Technetium-99 bone scintigraphy is always positive, showing a small area of intense isotope uptake in a less positive and diffuse uptake halo known as the “double density sign” ( Fig. 5-12A and B ). Although MRI can be used to diagnose osteoid osteoma, it is not recommended by most authors because of its capacity to highlight the rather intense surrounding soft tissue edema, thus creating a great deal of diagnostic confusion. However, in a 2003 study comparing the capacity of gadolinium-enhanced MRI and thin-section CT to highlight osteoid osteoma, Liu and colleagues found the two methods similarly accurate, with the latter being slightly inferior.
Grossly, the nidus of osteoid osteoma appears as a small, gritty, red lesion sharply demarcated from a surrounding hypervascular zone within an adjacent sclerotic cortex ( Fig. 5-13 ).
Histologically, osteoid osteoma is composed of interconnecting seams of osteoid and woven bone rimmed by active osteoblasts, in a loose fibrovascular background with occasional intermixed osteoclasts. The nidus displays gradual bone maturation from the periphery toward the center. A peripheral zone of dense osteosclerosis sharply demarcated from the nidus can be seen in resection specimens ( Figs. 5-14 and 5-15 ). However, for intramedullary osteoid osteomas, the degree of reactive bone formation is much less prominent.

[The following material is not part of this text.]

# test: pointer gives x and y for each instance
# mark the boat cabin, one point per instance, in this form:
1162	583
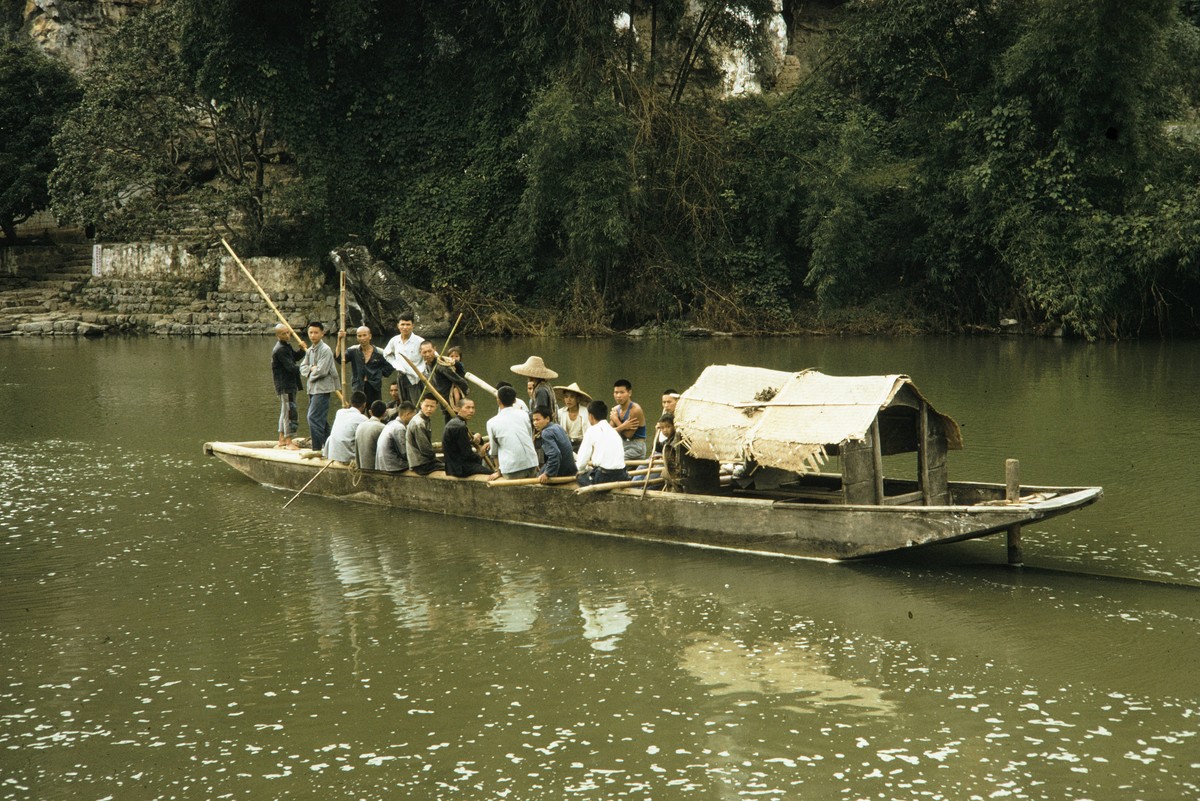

Osteoid osteoma should be differentiated from osteomyelitis, Brodie abscess, bone island, osteoblastoma, and intracortical osteosarcoma. The absence of pain, together with a negative radionuclide bone scan, can differentiate intramedullary osteoid osteoma from a bone island. However, the same does not apply to osteomyelitis, a bone abscess, and intracortical osteosarcoma, for these conditions show avid radionuclide uptake as well. Furthermore, a small intracortical sequestrum can be mistaken for the nidus of an osteoid osteoma on conventional radiographs and CT scans. Biopsy of the lesion is in most cases diagnostic, provided thorough clinical and radiologic correlation is performed.
Osteoblastoma shows identical histologic features with osteoid osteoma, being different only in its unrestricted growth potential and subsequent increased local aggressiveness as well as its predilection for the axial skeleton. Correlation with radiographic appearance is paramount in differentiating osteoid osteoma from osteoblastoma.